The Centre for Crime and Justice Studies (which might have been better as the Centre for Study of Crime and Justice, but nevermind) has released a report, “Law-abiding majority? The everyday crimes of the middle classes” [PDF], by Professor Susanne Karstedt and Dr Stephen Farrall, that shows that 61% of the English and Welsh middle class have committed a crime “of every day life.” The data are as follows:

offence %
Paid cash in hand to avoid taxation 34
Kept the money when ‘over-changed’ 32
Taken something from work 18
Avoided paying TV licence 11
Wrongly used identity cards for own gain 11
Claimed for refunds they knew they weren’t entitled to 5
Not disclosed faulty goods in second-hand sales 8
Asked a friend in a bureaucracy to ‘bend the rules’ 6
Padded an insurance claim 7
Deliberately misclaimed benefits for own gain 3

The report examines possible causes for the widespread nature of this misbehaviour, exploring particularly the concept of anomie as a result of the deregulation of markets. Sadly,

The law-abiding majority not only do not abide by the law, they also do not believe in the value of laws and rules, shrugging them off in pursuit of their interests and desires. They even regard law-abidingness as a disadvantage…

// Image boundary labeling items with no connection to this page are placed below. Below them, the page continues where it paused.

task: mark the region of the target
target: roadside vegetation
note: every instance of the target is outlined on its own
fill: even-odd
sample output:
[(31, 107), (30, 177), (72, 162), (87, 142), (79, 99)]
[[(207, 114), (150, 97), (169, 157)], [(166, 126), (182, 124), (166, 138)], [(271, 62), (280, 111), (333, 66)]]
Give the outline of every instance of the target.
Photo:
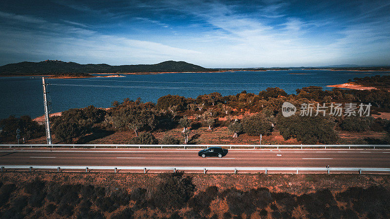
[[(354, 80), (375, 83), (388, 77)], [(286, 143), (289, 139), (296, 144), (390, 143), (390, 122), (379, 116), (390, 112), (390, 92), (387, 90), (324, 91), (321, 87), (311, 86), (296, 92), (288, 95), (279, 88), (270, 87), (258, 94), (243, 91), (223, 96), (213, 92), (195, 99), (169, 95), (159, 98), (156, 103), (125, 99), (122, 102), (113, 101), (107, 110), (93, 106), (69, 109), (52, 118), (51, 127), (55, 143), (94, 142), (120, 133), (126, 136), (121, 135), (121, 140), (117, 142), (133, 144), (196, 144), (206, 136), (208, 139), (201, 143), (256, 144), (260, 135), (268, 144)], [(282, 104), (285, 101), (297, 108), (295, 116), (282, 115)], [(327, 116), (322, 116), (322, 112), (315, 116), (317, 104), (329, 107), (332, 103), (370, 103), (370, 116), (329, 116), (329, 108)], [(299, 116), (302, 103), (312, 104), (311, 117)], [(0, 121), (1, 141), (14, 138), (17, 127), (28, 136), (27, 139), (44, 135), (42, 126), (34, 122), (25, 116)], [(351, 140), (343, 138), (346, 133), (370, 132), (380, 133), (381, 137), (365, 138), (363, 135), (363, 138)], [(270, 136), (278, 140), (267, 141)], [(124, 141), (124, 138), (127, 138)], [(99, 142), (104, 143), (102, 140)]]
[[(56, 181), (49, 179), (53, 177)], [(96, 180), (101, 178), (105, 180)], [(389, 180), (386, 175), (354, 174), (227, 174), (222, 179), (182, 172), (2, 173), (0, 218), (389, 218)]]

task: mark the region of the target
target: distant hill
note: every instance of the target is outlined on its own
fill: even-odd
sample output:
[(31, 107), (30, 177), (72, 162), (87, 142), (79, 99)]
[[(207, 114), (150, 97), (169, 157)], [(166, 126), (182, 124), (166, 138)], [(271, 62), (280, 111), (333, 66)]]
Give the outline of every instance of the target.
[(166, 61), (154, 64), (110, 65), (81, 64), (57, 60), (39, 62), (23, 61), (0, 66), (0, 75), (60, 75), (66, 73), (127, 73), (135, 72), (209, 72), (213, 69), (185, 61)]
[(344, 65), (326, 65), (324, 66), (316, 66), (317, 67), (389, 67), (389, 65), (350, 65), (350, 64), (344, 64)]

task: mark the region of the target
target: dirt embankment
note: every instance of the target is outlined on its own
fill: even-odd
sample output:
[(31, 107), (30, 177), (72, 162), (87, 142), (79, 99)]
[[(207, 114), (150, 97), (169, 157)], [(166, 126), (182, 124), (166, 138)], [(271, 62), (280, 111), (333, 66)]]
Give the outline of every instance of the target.
[(353, 90), (376, 90), (374, 87), (365, 87), (354, 83), (345, 83), (342, 84), (335, 84), (334, 85), (327, 85), (327, 87), (338, 87), (340, 88), (348, 88)]
[(174, 175), (3, 172), (0, 215), (109, 219), (390, 216), (388, 175)]

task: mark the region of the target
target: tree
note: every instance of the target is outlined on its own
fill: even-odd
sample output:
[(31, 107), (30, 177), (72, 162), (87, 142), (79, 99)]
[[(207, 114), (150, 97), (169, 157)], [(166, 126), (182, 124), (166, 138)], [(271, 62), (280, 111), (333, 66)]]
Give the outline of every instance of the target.
[(154, 113), (145, 109), (122, 108), (115, 112), (113, 119), (117, 127), (132, 129), (136, 137), (140, 129), (153, 129), (156, 124)]
[(285, 140), (294, 138), (305, 144), (315, 144), (334, 143), (338, 139), (334, 123), (323, 117), (280, 116), (277, 126)]
[(218, 92), (213, 92), (208, 95), (208, 102), (214, 106), (215, 103), (220, 101), (222, 95)]
[(214, 126), (215, 123), (215, 120), (214, 118), (209, 118), (206, 121), (207, 122), (207, 124), (209, 125), (208, 130), (211, 130), (211, 126)]
[(82, 110), (85, 116), (94, 123), (103, 121), (107, 114), (105, 110), (96, 108), (93, 105), (87, 106)]
[(156, 106), (158, 109), (165, 110), (169, 107), (176, 106), (177, 110), (184, 110), (187, 107), (187, 102), (184, 97), (169, 94), (158, 98)]
[(370, 128), (370, 122), (367, 117), (346, 117), (340, 123), (341, 129), (349, 132), (360, 132)]
[(270, 98), (277, 98), (280, 96), (287, 97), (288, 95), (286, 91), (278, 87), (268, 87), (265, 91), (259, 93), (259, 97), (267, 100)]
[[(89, 111), (90, 112), (90, 111)], [(70, 109), (59, 117), (52, 119), (52, 127), (56, 138), (60, 141), (71, 143), (73, 139), (91, 132), (96, 118), (89, 118), (81, 109)]]
[(153, 134), (149, 132), (144, 132), (130, 139), (131, 144), (157, 144), (158, 140)]
[(182, 135), (184, 137), (184, 142), (187, 144), (188, 143), (188, 136), (190, 135), (190, 130), (187, 128), (191, 125), (191, 122), (188, 119), (187, 117), (184, 117), (180, 119), (179, 124), (183, 128), (181, 131)]
[(242, 131), (242, 124), (238, 121), (234, 121), (234, 122), (229, 125), (228, 128), (231, 132), (234, 133), (233, 138), (237, 138), (238, 134)]
[(36, 121), (32, 120), (29, 116), (22, 116), (20, 118), (10, 116), (6, 119), (0, 120), (0, 141), (6, 139), (15, 139), (16, 130), (19, 129), (20, 134), (23, 138), (31, 138), (42, 136), (44, 134), (44, 127)]
[(251, 136), (269, 135), (273, 130), (271, 122), (260, 113), (244, 117), (241, 123), (244, 132)]
[(174, 137), (169, 135), (164, 136), (159, 143), (161, 144), (179, 144), (180, 141)]

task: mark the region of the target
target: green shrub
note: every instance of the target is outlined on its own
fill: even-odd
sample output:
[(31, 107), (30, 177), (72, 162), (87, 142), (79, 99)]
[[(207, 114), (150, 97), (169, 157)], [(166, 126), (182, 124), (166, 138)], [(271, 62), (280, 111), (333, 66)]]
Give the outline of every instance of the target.
[(17, 211), (20, 212), (27, 205), (27, 197), (22, 196), (14, 199), (12, 202), (11, 207)]
[(360, 132), (369, 129), (370, 121), (366, 117), (347, 117), (340, 123), (341, 129), (349, 132)]
[(245, 213), (250, 218), (257, 208), (265, 208), (273, 200), (269, 190), (266, 188), (252, 189), (246, 192), (234, 188), (223, 191), (220, 196), (226, 197), (231, 213), (238, 216)]
[(322, 117), (281, 116), (277, 123), (285, 140), (294, 138), (307, 144), (334, 143), (338, 139), (334, 126), (333, 122)]
[(57, 208), (57, 214), (66, 217), (73, 214), (73, 206), (66, 203), (62, 203)]
[(111, 216), (111, 219), (130, 219), (134, 218), (133, 214), (131, 208), (127, 208)]
[(156, 207), (162, 208), (181, 208), (194, 195), (195, 185), (190, 177), (183, 173), (164, 173), (160, 175), (161, 182), (157, 186), (153, 196)]
[(250, 136), (269, 135), (273, 130), (271, 122), (261, 114), (244, 117), (241, 123), (244, 132)]
[(303, 194), (297, 198), (297, 201), (298, 204), (304, 205), (312, 218), (324, 218), (330, 207), (333, 208), (333, 211), (335, 210), (334, 208), (338, 208), (333, 195), (328, 189)]
[(164, 136), (159, 143), (161, 144), (180, 144), (180, 140), (174, 137), (169, 135)]
[(57, 208), (57, 205), (52, 203), (50, 203), (46, 206), (45, 209), (46, 210), (46, 213), (50, 214), (54, 212), (54, 211), (55, 211)]
[(210, 203), (217, 197), (218, 193), (217, 187), (209, 186), (204, 191), (191, 198), (188, 201), (188, 207), (203, 212), (204, 215), (208, 215), (211, 212)]
[(336, 196), (337, 200), (351, 204), (359, 214), (367, 214), (369, 218), (390, 218), (390, 191), (381, 186), (367, 189), (350, 188)]
[(0, 133), (0, 142), (14, 140), (16, 130), (20, 130), (20, 135), (25, 139), (30, 139), (42, 136), (44, 135), (44, 127), (32, 120), (29, 116), (22, 116), (20, 118), (10, 116), (6, 119), (0, 120), (0, 127), (2, 132)]
[(184, 110), (187, 107), (186, 99), (184, 97), (177, 95), (171, 95), (161, 97), (157, 100), (157, 108), (167, 110), (170, 106), (177, 107), (178, 110)]
[(242, 131), (242, 124), (238, 121), (235, 121), (230, 123), (228, 127), (229, 131), (234, 133), (233, 137), (237, 137), (240, 132)]
[(157, 144), (158, 140), (152, 134), (144, 132), (139, 136), (134, 137), (130, 139), (130, 144)]
[(5, 184), (1, 186), (0, 188), (0, 207), (8, 201), (11, 194), (15, 188), (14, 184)]

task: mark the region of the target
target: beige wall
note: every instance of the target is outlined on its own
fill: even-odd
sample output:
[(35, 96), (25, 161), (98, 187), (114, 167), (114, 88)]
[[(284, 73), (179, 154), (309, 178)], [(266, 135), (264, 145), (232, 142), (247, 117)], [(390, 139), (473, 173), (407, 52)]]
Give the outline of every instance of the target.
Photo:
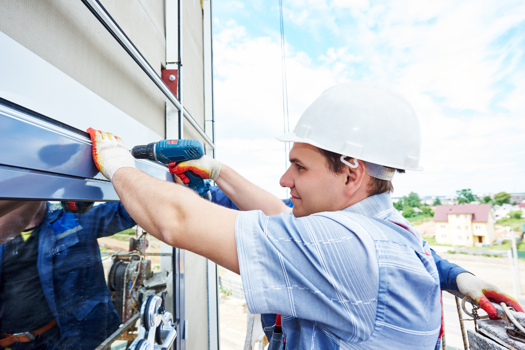
[[(164, 2), (101, 2), (160, 75), (166, 58)], [(184, 105), (204, 129), (202, 8), (198, 0), (184, 0), (182, 7)], [(0, 31), (146, 127), (165, 134), (162, 94), (71, 1), (0, 0)], [(184, 133), (185, 138), (204, 141), (185, 120)], [(186, 348), (207, 349), (207, 260), (189, 252), (185, 259)]]
[(207, 260), (191, 252), (185, 253), (186, 319), (187, 350), (208, 348)]
[(204, 130), (204, 51), (203, 12), (200, 0), (182, 2), (183, 102)]
[[(158, 8), (149, 8), (145, 3), (102, 2), (160, 71), (165, 48), (157, 27), (163, 27), (163, 22), (155, 23), (159, 20)], [(71, 1), (2, 0), (0, 6), (0, 30), (155, 132), (164, 134), (164, 102), (156, 87)], [(156, 15), (148, 15), (146, 10)]]

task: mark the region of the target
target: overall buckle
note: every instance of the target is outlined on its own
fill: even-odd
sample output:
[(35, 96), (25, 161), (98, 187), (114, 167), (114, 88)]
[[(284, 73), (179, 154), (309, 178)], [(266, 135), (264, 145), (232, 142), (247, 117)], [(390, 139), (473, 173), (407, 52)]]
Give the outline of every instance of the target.
[(19, 343), (26, 343), (26, 342), (24, 342), (24, 341), (22, 341), (18, 339), (18, 336), (22, 335), (27, 336), (27, 337), (29, 338), (30, 341), (35, 339), (35, 336), (33, 335), (33, 333), (32, 333), (30, 332), (24, 332), (24, 333), (15, 333), (13, 335), (13, 336), (15, 337), (15, 339), (16, 339), (16, 341)]

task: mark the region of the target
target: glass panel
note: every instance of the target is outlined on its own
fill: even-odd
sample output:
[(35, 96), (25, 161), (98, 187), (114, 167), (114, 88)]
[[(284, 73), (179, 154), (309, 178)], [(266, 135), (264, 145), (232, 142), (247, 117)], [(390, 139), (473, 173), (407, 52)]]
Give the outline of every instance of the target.
[[(0, 339), (40, 334), (2, 348), (94, 349), (139, 312), (139, 295), (172, 294), (171, 254), (120, 203), (0, 200)], [(112, 349), (131, 344), (131, 323)]]

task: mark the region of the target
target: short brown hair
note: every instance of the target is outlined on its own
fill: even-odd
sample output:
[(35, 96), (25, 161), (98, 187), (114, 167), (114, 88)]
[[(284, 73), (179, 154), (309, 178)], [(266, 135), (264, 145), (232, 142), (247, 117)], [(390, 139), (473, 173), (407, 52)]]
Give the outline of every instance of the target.
[[(327, 161), (327, 168), (334, 174), (341, 174), (344, 169), (344, 164), (341, 161), (341, 154), (317, 147), (321, 154), (324, 156)], [(404, 173), (402, 169), (396, 169), (398, 173)], [(379, 195), (386, 192), (394, 192), (392, 183), (387, 180), (382, 180), (377, 177), (370, 176), (370, 183), (368, 184), (369, 196)]]

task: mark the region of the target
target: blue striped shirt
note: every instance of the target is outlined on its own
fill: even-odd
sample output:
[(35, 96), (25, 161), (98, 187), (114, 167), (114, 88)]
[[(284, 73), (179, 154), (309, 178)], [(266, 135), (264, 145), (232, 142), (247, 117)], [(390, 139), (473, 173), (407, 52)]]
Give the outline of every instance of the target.
[(282, 315), (287, 349), (434, 348), (435, 263), (417, 230), (393, 223), (404, 220), (396, 215), (386, 194), (303, 218), (239, 213), (250, 311)]

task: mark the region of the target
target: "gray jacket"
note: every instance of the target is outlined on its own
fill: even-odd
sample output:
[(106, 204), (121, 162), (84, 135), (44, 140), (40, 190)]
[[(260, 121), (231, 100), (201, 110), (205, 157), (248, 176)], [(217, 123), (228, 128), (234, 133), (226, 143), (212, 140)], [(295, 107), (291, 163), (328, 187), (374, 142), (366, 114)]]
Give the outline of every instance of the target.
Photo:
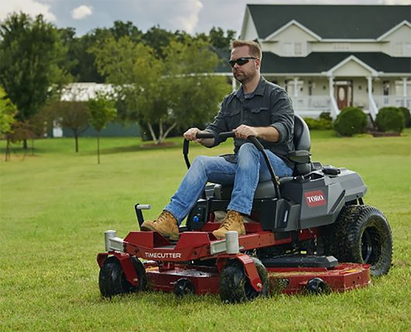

Our research shows that attitudes that lead to illegal, unfair and unethical behaviour are embedded in the moral economy of contemporary markets. They are, moreover, endemic in the core of society. Contempt for the law is as widespread in the centre of society as it is perceived rampant at the margins and among specific marginal groups. Anti-social behaviour by the few is mirrored by anti-civil behaviour by the many.

Comments

  1. i am left-leaning myself, but this sounds like a bunch of far left crap…for one I would like to see why this behavior is termed “anti-civil”. Many of the “misdeeds” identified above are civil issues, not criminal and generally represent a socially acceptable level of risk reflected in the price paid or demanded. In economic theory, information is priced into the S/D curve – which means that it in the second hand goods example above it is the risk that the buyer undertakes in order to get the goods at a deeply discounted price.

    Moreover, many of the misdeeds have been traditionally looked at as “victimless” crimes, a flawed concept but one not much different from societal view on speeding or marijuana use. Does that mean that persons who speed or smoke weed will also be seen by the authors as having contempt for the law?